IŞIKÇILAR’DAN İTİRAZ VAR
Işıkçılar cemaatinin yayın organı Türkiye Gazetesi’nde yayımlanan bir haberde Cem Karaca’nın hayatını anlatan film “sol yanına atıf yapılıyor” denilerek eleştirildi.
Murat Öztekin imzalı haberde, “Ünlü sanatçı Cem Karaca’nın hayatını anlatan film bol gözyaşı vadediyor. İsmail Hacıoğlu ustalıklı bir performans sergiliyor. Ancak filmde Karaca’nın hep “sol” yanına atıf yapılıyor” ifadeleri kullanıldı.
Haberin tamamı şu şekilde:
“Cem Karaca Türkiye’nin en sıra dışı sanatçılarından biri oldu. Tiyatrocu bir ailede doğdu, ihtirasla müziğe yöneldi ancak sol hareketlere yakın “protest” bir sanat anlayışı güttü. Bu sebeple 12 Eylül darbesine gidilen aylarda hakkında ağır davalar açılıp Almanya’ya kaçmak durumunda kaldı. Ve vatandaşlıktan atıldı! Karaca, yıllarca gurbet hayatı yaşadıktan sonra 1987’de Türkiye’ye dönebildi. Ama bu başka bir “dönüştü”…
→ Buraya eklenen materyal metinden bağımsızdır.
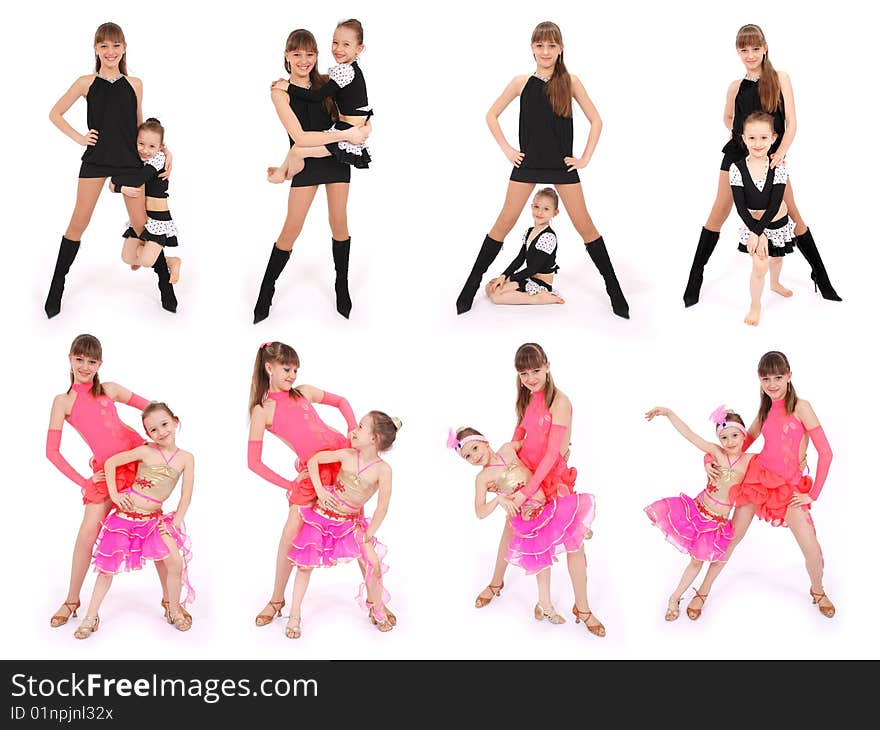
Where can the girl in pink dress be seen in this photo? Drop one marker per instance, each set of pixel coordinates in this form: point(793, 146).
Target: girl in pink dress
point(288, 412)
point(540, 526)
point(774, 486)
point(701, 526)
point(334, 528)
point(137, 530)
point(89, 407)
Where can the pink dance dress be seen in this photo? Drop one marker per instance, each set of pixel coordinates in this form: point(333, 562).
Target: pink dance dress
point(544, 527)
point(701, 526)
point(129, 539)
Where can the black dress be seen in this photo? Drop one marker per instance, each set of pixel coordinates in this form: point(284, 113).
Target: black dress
point(545, 139)
point(748, 100)
point(313, 117)
point(112, 110)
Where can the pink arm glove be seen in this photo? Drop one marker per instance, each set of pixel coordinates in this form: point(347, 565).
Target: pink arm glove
point(817, 436)
point(339, 402)
point(137, 401)
point(554, 448)
point(256, 465)
point(53, 454)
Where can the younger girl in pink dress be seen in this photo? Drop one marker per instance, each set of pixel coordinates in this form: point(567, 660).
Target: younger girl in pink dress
point(137, 530)
point(335, 530)
point(540, 526)
point(701, 526)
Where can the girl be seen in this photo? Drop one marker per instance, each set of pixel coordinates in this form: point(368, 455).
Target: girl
point(774, 486)
point(545, 156)
point(763, 89)
point(349, 90)
point(335, 529)
point(160, 230)
point(89, 407)
point(113, 115)
point(540, 527)
point(701, 526)
point(767, 228)
point(533, 284)
point(301, 120)
point(137, 530)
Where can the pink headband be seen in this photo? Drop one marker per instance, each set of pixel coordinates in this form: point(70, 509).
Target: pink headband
point(719, 418)
point(453, 442)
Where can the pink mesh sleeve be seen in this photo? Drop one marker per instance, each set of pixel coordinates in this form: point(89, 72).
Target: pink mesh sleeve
point(53, 454)
point(817, 436)
point(256, 465)
point(339, 402)
point(554, 448)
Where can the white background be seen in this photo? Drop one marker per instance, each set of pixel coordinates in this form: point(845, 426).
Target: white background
point(658, 75)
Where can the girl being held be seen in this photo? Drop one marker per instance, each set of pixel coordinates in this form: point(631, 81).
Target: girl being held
point(533, 283)
point(137, 530)
point(701, 526)
point(334, 528)
point(160, 230)
point(349, 90)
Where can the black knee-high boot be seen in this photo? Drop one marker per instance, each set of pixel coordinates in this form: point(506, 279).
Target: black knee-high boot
point(66, 254)
point(708, 240)
point(819, 275)
point(599, 254)
point(166, 290)
point(277, 261)
point(341, 250)
point(488, 252)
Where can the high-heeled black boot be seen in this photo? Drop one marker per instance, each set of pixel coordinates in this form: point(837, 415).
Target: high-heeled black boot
point(277, 261)
point(341, 250)
point(708, 240)
point(488, 252)
point(66, 254)
point(599, 254)
point(166, 290)
point(819, 275)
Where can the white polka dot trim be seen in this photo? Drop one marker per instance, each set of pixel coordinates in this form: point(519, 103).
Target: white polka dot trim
point(546, 242)
point(343, 74)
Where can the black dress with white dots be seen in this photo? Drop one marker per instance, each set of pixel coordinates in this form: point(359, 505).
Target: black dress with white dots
point(545, 138)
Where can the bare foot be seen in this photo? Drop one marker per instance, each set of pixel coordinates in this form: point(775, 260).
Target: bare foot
point(781, 290)
point(173, 269)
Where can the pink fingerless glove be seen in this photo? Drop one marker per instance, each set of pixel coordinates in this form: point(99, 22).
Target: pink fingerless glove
point(337, 401)
point(554, 449)
point(817, 436)
point(53, 454)
point(256, 465)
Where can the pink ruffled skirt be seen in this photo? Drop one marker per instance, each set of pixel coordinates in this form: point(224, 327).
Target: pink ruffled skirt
point(561, 525)
point(691, 531)
point(125, 544)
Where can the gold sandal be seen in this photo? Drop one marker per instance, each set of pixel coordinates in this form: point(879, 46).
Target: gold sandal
point(481, 601)
point(59, 619)
point(265, 618)
point(826, 611)
point(85, 631)
point(597, 629)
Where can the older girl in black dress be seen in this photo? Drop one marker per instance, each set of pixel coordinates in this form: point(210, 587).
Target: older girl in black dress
point(546, 133)
point(114, 113)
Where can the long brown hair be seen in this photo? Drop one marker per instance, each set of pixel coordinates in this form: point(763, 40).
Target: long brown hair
point(528, 356)
point(302, 40)
point(270, 352)
point(775, 363)
point(88, 346)
point(558, 88)
point(113, 33)
point(768, 85)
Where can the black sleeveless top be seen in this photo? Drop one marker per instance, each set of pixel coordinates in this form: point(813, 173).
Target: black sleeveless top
point(748, 100)
point(112, 110)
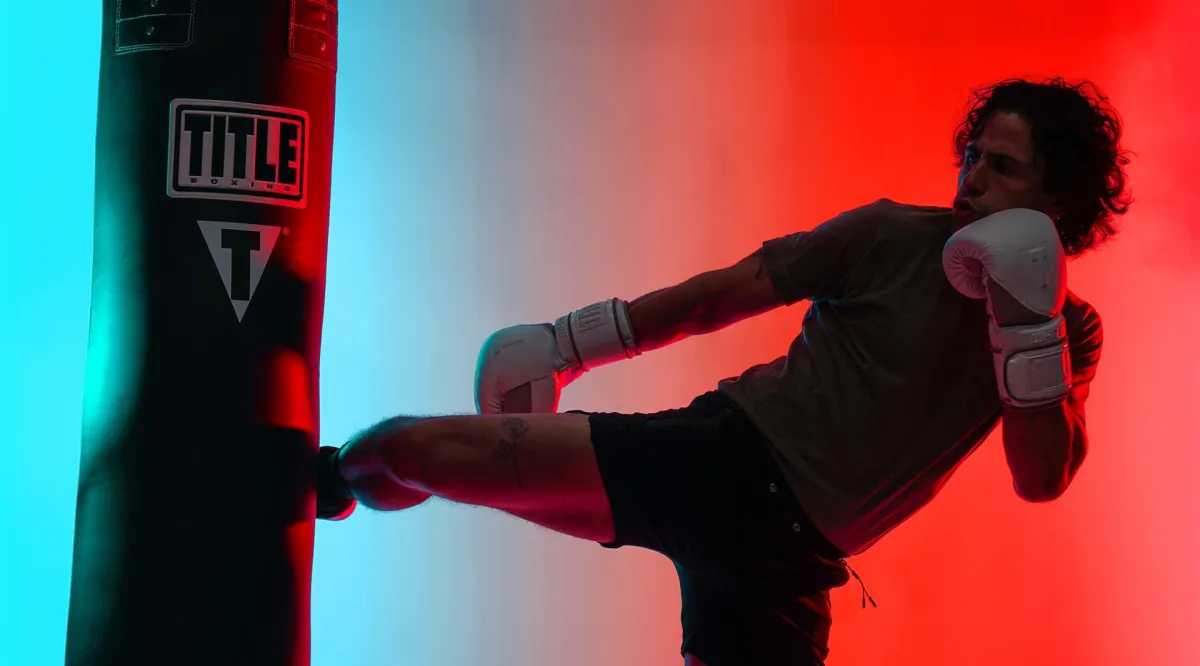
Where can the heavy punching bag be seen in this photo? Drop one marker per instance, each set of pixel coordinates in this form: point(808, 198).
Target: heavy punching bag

İşte Cem Karaca’nın bu sıra dışı portresi üzerinden Türk sinemasındaki popüler sanatçı biyografilerine bir yenisi ilave oluyor. “Dondurmam Gaymak” gibi komedi filmleriyle hatırlanan Yüksel Aksu’nun yönettiği “Cem Karaca’nın Gözyaşları” adlı eserde meşhur sanatçıyı İsmail Hacıoğlu canlandırırken ona Fikret Kuşkan, Yasemin Yalçın ve Kubilay Tunçer gibi usta oyuncular refakat ediyor.
Karaca’nın eserlerinin seslendirildiği müzikal tarafı kuvvetli film, Türk seyircisinin beklentilerine hitap eden unsurlarıyla dikkat çekiyor. Ancak yönetmen Aksu birçok açıdan sınırlanmış bir portre çalışmasına imza atıyor. Karaca’nın hayatının çocukluğundan itibaren ele alındığı eser, daha ziyade sanatçının ailesiyle arasındaki gelgitli ilişkiler üzerinden ilerliyor. Ancak bunlar -belki de haklı olarak- filtreli şekilde perdeye yansıyor. Müzisyenin siyasi sebeplerle yaşadığı sıkıntılar ve sol aktivizmi de öne çıkarılmakla birlikte, Türk bayraklı sahnelerle “yerli bir perspektif” içerisinde sunuluyor.
Bütün bunlar İsmail Hacıoğlu’nun âdeta sanatçıyla bütünleştiği usta oyunculuğu ile resmediliyor. Aktör Hacıoğlu, bizzat mikrofonu eline aldığı sahnelerde de başarılı oluyor.
“Cem Karaca’nın Gözyaşları”, benzeri biyografiler gibi yoğun “gözyaşları” vadediyor ama “Cem Karaca” kısmı kanaatimce yarım kalıyor. Mesela odaklanılan dönem hasebiyle sanatçının açıkça maneviyata yöneldiği yılları ve kendisine yöneltilen haksız suçlamalar tamamen göz ardı edilmiş oluyor. Böylece büyük bir fikrî kırılmaya yer verilmeyerek eksik bir portre çalışmasına imza atılıyor.
Eser tutuk sekanslar barındırmasına rağmen; devir tasvirleri, oyunculukları ve diğer sinema işçilikleriyle yerli biyografiler arasından sıyrılıyor.”